Every now and then, for a joke, I suggest to the LH that we have another baby. He knows I’m not serious, but it doesn’t stop him from having a little choke on his whiskey.

We’ve come up for air after those sleep-deprived early years and starting over would be a major adjustment.

It’s just that after doing it twice, I think it would be nice to do it all again with the benefits of experience!

Part of me wonders, if I did, would I actually be able to do it better this time?

I come from a big, nurturing, family-orientated family.
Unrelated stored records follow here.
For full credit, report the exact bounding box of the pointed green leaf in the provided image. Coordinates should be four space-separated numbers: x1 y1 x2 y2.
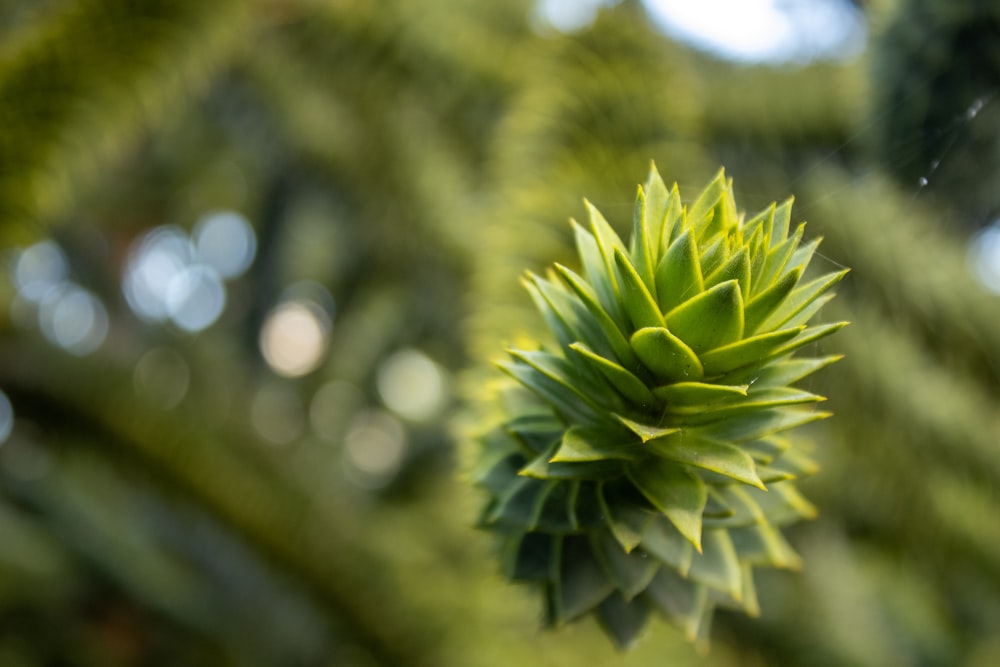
760 269 847 331
705 248 750 300
771 197 795 248
743 204 776 247
639 515 694 577
521 273 580 346
615 249 663 329
646 568 709 641
535 482 578 535
629 327 705 382
628 187 659 291
688 529 743 601
507 350 624 414
667 387 826 425
549 426 645 463
692 232 729 276
748 482 819 526
518 450 622 481
597 592 652 649
761 449 819 479
729 523 802 570
704 484 767 528
688 169 726 240
633 163 670 260
497 361 599 423
653 382 747 407
489 477 555 530
590 531 660 600
646 431 764 489
771 322 848 357
686 407 830 442
759 223 805 285
570 220 626 328
615 415 679 442
660 183 688 250
553 536 615 622
529 274 608 362
501 533 553 581
555 264 639 368
625 459 708 552
725 354 844 387
656 231 705 312
569 343 657 410
701 326 805 375
664 280 743 354
597 484 656 553
744 268 802 335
It was a huge surprise to me then when as a new mum, I found that I wasn’t very good with babies.

I welcomed both of our girls with the heart-stopping, all-consuming love I was expecting, but I just wasn’t great at the practicalities.
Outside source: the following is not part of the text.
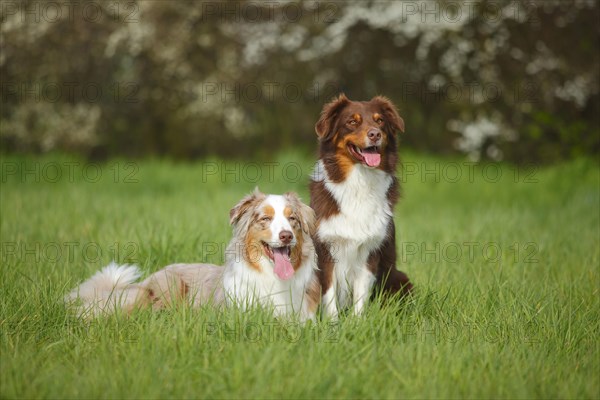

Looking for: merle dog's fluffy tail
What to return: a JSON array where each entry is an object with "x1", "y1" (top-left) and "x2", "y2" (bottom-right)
[{"x1": 65, "y1": 262, "x2": 144, "y2": 318}]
Breastfeeding was difficult, swaddling was impossible …. I even found it hard to hold my girls. Their little heads kept falling off my shoulder. What kind of mum was I?

At preschool I forgot water bottles and permission slips and was always in a rush. I was either on time but unprepared, or prepared, but late.
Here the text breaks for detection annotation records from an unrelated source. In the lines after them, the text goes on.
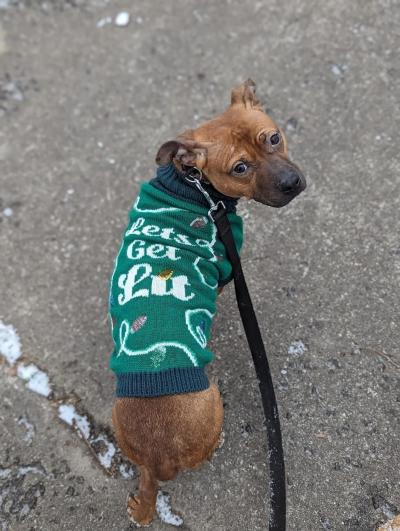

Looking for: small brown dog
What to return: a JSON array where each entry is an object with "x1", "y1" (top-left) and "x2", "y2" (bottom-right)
[{"x1": 110, "y1": 80, "x2": 306, "y2": 525}]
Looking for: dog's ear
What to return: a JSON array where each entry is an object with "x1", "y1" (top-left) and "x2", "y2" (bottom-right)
[
  {"x1": 231, "y1": 78, "x2": 260, "y2": 109},
  {"x1": 156, "y1": 139, "x2": 207, "y2": 169}
]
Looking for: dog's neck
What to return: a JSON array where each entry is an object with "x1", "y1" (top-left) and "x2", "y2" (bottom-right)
[{"x1": 150, "y1": 163, "x2": 238, "y2": 212}]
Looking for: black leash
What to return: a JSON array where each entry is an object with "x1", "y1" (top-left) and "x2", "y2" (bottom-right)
[{"x1": 185, "y1": 168, "x2": 286, "y2": 531}]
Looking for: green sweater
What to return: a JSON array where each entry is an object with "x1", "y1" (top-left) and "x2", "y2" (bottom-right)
[{"x1": 110, "y1": 167, "x2": 243, "y2": 396}]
And on the miraculous occasions when I managed both, I looked like hell. Juggling a job with my aspirations as a mummy was tricky.

I watched the others and wondered how they got it all together so seamlessly. And for the longest time, I was my own worst critic.

But finally, at some point, in the middle of the crazy work-life struggle, something changed. It’s not that I stopped trying to “do it all”, I just stopped trying to do it all perfectly.

So this morning, on the dot of eight, when we were already late, I wasn’t all that surprised to find Chloe’s wet gym kit still in the dryer.

I set the dial to “high”, waited another ten minutes, tried to clean up the kitchen, gave-up, and went back to the laundry room. Her T-shirt was 90 percent dry and it would have to do.

We got in the car with Chloe still in her vest. Sitting in traffic, I put the hot air on at full blast and finished drying her T-shirt in front of the air-vents.

In that moment I could have given myself a hard time. But today I gave myself a high-five.

My big kid was in class, in dry clothes and sent off with a hug and a kiss. She was a bit late, but you know what? The world was still spinning.

In my Natural Kids class, “guilt” is a common theme. Everyone’s comparing themselves to a nutritional ideal, but you know what? That ideal, doesn’t exist.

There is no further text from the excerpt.